王様ほったらかして自分たちで楽んでないで、ちゃんと接待してよ!

ピコさんとしては、ゲーム初心者の陛下に接待プレイで楽しまはってほしい言うことですか?
 メカマホがマイクを向けてきた。
接待プレイなんて実際の接待じゃやらないよ!
友達じゃないんだから、接待でテレビゲームするのがおかしいよ!
陛下はナノ社長のお宅を訪問してどないでした?
 メカマホが王様にマイクを向けると、王様は顔をそむけた。
余は女性宅を訪問するのが初めてである

勝手がわからず緊張しておる

 何、このアラサーと思えないほどうぶな反応。
まったく、あんたらだけで盛り上がってるなんてマジありえないしー
 ミラもナノの部屋に乗り込んできた。
やっぱあーしが参戦しなきゃだめっしょ
 ミラはナノからコントローラーを奪い取った。
自分がゲームやりたいだけかー!
もー、ゲームなんてやってないで、そろそろ次の場所に行こうよ
 王様の護衛が割り込んできた。
陛下、ここは我々に任せて先へお進みください
陛下の(かたき)は我々がとってみせます!
あなたたちまでゲームしたいんですか!
ま、冗談はこれくらいにするしー
そうなのー、そろそろ次に進むのー
 ミラと鈴木はあっさりとコントローラーを手放した。護衛はきょろきょろ見回しながら言った。
あ、も、もちろん、私も冗談ですよ
陛下の護衛の任務を放り出してゲームなんてするわけないじゃないですか

 そのキョドりっぷり、絶対に冗談じゃないよね。


 次の場所として88階のサフィーヤさんの部屋を訪ねた。サフィーヤさんが手料理をふるまうホームパーティーが今日の夕食だ。やっと「住民の暮らしを体感する」というイベントらしくなってきた。

もうすぐパーティーの準備が整うデスヨ
隣のお宅が会場デス

私の娘を預けているお宅デス

娘を隣人が育てておるのか
ソーラーキャッスルには「育児士」というお仕事がありましてよ
お仕事で忙しい夫婦の代わりに子供を育てるお仕事でして、わたくしも娘を預けておりますわ
育児士の方のお子さんの妹のように育てていただいていましてよ
おかげで私ももうすぐ市長の仕事に戻れそうデス
もう次の選挙でスライマーンさんに勝ったつもりでいるのは油断しすぎだからね
 隣の部屋を訪ねると家族で出迎えてくれた。夫婦と幼い子供2人がいて、さらに夫が赤ちゃんを抱えている。この赤ちゃんがサフィーヤさんの娘だ。
自分の子供を育てながらよその子供も育てるというのは、負担ではないか?
夫婦の両方が家にいて子育てできるので、結構楽ですよ
夫婦の片方だけが子育てするよりずっと負担が少ないです

 5人家族の部屋なので結構広く、総勢30人近い人数でもなんとか入ることができた。サフィーヤさんが大量の料理を運んできてパーティーが始まった。タジン鍋などの郷土料理がメイン。ピザもある。結構おいしい。

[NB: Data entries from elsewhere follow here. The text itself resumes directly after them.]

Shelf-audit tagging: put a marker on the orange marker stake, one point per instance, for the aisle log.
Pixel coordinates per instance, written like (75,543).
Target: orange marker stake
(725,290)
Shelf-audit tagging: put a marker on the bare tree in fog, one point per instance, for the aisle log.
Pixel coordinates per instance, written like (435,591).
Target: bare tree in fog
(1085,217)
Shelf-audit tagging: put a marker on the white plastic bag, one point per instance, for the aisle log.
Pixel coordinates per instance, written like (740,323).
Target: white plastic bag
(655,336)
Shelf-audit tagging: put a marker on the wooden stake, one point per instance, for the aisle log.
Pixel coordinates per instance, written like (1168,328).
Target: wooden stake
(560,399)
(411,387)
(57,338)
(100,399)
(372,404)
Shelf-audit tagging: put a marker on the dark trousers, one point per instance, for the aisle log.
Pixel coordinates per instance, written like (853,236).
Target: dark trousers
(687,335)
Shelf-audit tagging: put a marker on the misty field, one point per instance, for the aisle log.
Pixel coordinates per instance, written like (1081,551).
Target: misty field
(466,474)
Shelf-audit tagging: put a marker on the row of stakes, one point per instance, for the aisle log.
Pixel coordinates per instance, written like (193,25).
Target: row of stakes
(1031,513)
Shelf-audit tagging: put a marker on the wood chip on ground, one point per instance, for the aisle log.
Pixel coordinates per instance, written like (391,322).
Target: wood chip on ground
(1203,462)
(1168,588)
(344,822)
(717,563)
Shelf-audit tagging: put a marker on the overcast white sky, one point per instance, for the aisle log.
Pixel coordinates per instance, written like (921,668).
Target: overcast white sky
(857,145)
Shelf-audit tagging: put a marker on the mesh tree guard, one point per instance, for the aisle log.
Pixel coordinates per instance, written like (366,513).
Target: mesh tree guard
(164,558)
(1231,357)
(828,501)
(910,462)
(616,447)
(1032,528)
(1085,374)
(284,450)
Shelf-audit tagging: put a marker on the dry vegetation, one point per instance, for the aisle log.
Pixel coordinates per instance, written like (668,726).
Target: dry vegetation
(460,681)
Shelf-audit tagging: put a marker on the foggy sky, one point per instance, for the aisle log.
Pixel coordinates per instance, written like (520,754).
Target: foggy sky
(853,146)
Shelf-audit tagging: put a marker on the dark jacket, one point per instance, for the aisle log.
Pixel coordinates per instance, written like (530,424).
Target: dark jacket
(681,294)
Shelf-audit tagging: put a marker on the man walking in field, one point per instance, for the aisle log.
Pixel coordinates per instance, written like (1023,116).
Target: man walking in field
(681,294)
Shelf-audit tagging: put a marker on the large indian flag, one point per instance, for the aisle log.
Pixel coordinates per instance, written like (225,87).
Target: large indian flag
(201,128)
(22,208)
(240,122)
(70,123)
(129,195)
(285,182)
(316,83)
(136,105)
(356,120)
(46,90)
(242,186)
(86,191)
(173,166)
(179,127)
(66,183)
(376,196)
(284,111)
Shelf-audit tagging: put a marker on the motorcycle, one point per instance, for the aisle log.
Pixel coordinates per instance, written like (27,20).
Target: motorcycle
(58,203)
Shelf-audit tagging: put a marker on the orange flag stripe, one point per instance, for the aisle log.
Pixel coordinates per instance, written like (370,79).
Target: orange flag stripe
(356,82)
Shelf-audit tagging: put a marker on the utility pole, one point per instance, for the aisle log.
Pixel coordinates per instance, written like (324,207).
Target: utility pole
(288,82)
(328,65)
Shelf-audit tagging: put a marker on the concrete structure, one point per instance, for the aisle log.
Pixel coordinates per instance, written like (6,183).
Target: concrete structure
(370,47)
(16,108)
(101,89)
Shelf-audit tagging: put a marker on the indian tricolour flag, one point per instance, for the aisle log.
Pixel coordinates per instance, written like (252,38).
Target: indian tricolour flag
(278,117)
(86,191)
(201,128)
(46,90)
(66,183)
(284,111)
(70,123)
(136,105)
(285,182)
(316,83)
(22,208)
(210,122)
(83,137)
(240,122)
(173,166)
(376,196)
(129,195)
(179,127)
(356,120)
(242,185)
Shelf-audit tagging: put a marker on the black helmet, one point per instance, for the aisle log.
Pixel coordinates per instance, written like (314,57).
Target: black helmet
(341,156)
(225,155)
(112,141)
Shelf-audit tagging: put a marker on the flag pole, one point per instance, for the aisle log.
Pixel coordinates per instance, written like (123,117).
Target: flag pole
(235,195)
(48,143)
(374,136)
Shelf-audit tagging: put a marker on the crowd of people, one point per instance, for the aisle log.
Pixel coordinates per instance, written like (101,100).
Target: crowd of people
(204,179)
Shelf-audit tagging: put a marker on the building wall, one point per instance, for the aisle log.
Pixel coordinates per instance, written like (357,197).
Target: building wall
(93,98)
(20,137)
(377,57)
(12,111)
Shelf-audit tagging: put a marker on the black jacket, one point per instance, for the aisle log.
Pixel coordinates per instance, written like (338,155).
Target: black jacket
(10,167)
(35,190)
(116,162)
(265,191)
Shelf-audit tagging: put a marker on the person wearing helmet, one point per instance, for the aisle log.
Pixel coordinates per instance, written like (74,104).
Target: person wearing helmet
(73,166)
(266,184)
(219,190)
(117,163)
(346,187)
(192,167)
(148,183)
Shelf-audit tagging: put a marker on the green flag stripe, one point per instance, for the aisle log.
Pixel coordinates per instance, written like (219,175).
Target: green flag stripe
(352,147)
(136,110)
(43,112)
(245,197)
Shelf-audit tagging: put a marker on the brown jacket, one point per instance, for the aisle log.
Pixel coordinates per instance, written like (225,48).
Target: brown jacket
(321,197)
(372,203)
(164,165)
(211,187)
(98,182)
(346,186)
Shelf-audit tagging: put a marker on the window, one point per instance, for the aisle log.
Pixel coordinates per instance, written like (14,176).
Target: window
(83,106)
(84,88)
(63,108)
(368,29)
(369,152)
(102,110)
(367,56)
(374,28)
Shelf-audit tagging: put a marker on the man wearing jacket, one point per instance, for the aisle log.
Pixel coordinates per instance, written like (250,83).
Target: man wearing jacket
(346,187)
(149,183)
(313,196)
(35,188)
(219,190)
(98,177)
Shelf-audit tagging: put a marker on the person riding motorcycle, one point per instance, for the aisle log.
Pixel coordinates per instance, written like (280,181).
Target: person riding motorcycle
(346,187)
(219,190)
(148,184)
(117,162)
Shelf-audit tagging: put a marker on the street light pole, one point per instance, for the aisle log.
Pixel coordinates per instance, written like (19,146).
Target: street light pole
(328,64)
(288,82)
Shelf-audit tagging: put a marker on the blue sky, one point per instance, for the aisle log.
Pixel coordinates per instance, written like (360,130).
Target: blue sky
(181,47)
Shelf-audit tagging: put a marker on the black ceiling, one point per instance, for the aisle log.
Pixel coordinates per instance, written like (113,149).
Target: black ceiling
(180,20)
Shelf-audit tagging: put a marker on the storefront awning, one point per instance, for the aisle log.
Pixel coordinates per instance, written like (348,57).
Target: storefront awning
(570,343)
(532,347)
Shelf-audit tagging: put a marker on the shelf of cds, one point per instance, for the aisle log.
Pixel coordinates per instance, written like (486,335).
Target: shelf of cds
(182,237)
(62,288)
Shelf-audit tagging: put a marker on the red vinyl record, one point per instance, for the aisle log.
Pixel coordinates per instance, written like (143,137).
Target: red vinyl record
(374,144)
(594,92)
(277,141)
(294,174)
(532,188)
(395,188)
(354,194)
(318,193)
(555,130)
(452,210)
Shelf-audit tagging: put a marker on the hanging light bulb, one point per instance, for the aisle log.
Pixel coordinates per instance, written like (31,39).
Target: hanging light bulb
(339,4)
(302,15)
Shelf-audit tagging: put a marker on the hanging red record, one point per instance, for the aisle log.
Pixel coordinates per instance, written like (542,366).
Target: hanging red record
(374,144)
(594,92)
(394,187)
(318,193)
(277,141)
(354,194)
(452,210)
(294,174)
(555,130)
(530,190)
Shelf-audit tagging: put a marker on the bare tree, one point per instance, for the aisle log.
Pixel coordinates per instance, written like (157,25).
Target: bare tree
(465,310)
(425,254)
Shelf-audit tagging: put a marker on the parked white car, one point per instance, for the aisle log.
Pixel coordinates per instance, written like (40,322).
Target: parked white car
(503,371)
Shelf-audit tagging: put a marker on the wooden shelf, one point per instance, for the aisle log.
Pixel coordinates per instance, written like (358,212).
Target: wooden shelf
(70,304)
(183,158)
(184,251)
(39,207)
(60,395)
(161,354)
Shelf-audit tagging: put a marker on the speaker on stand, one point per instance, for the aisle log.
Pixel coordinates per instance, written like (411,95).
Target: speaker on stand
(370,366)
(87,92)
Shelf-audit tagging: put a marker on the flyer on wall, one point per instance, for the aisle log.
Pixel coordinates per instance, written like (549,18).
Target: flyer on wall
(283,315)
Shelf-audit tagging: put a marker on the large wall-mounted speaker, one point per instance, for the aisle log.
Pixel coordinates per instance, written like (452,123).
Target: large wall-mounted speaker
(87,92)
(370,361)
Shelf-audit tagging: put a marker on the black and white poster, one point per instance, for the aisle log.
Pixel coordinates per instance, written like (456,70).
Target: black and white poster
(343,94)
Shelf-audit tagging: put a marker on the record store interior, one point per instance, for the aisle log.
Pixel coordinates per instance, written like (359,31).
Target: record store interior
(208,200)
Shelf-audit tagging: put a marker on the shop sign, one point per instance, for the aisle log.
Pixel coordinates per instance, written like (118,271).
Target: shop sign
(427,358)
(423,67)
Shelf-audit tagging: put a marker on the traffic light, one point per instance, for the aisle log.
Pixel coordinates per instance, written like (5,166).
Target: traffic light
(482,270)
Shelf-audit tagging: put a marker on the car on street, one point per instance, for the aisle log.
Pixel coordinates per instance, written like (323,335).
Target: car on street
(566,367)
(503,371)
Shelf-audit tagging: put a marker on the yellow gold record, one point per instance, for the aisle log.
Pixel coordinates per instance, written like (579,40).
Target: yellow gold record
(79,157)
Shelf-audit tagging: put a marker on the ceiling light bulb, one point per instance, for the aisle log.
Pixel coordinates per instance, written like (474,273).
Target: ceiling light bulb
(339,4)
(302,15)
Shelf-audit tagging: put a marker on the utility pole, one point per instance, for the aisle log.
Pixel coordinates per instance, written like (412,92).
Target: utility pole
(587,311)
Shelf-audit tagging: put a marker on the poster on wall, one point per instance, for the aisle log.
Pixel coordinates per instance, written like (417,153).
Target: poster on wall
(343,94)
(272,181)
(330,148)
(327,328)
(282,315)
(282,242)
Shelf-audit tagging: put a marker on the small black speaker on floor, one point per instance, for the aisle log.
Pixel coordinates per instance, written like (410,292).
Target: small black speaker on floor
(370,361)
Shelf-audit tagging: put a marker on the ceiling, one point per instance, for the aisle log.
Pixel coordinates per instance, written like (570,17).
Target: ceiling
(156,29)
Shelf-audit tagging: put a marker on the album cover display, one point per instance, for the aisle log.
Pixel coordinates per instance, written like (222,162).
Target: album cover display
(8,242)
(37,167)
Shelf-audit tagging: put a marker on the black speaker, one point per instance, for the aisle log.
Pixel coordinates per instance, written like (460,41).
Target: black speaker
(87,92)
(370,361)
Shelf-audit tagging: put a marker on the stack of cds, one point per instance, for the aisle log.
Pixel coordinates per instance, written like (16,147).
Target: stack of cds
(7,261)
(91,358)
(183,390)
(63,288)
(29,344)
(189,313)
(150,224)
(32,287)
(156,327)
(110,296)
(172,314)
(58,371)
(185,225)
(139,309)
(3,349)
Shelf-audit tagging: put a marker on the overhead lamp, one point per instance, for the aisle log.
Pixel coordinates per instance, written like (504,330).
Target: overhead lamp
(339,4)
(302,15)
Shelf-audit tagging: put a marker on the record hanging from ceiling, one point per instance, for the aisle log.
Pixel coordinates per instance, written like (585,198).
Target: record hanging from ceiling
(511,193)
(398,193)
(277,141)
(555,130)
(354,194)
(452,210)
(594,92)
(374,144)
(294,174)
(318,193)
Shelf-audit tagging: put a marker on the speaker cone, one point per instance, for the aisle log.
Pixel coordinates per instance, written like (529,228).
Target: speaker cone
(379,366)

 王様はサフィーヤさんとアラビア語で話がはずんでいる。市長として経験した話を王様が聞きたいということもあるし、サフィーヤさんが話好きというのもあって話が途切れない。やっぱり最初からサフィーヤさんが接待したほうが良かったんじゃないかな。今日は王様を散々な目に遭わせてばっかりだったけど、このパーティーで多少は挽回できただろうか。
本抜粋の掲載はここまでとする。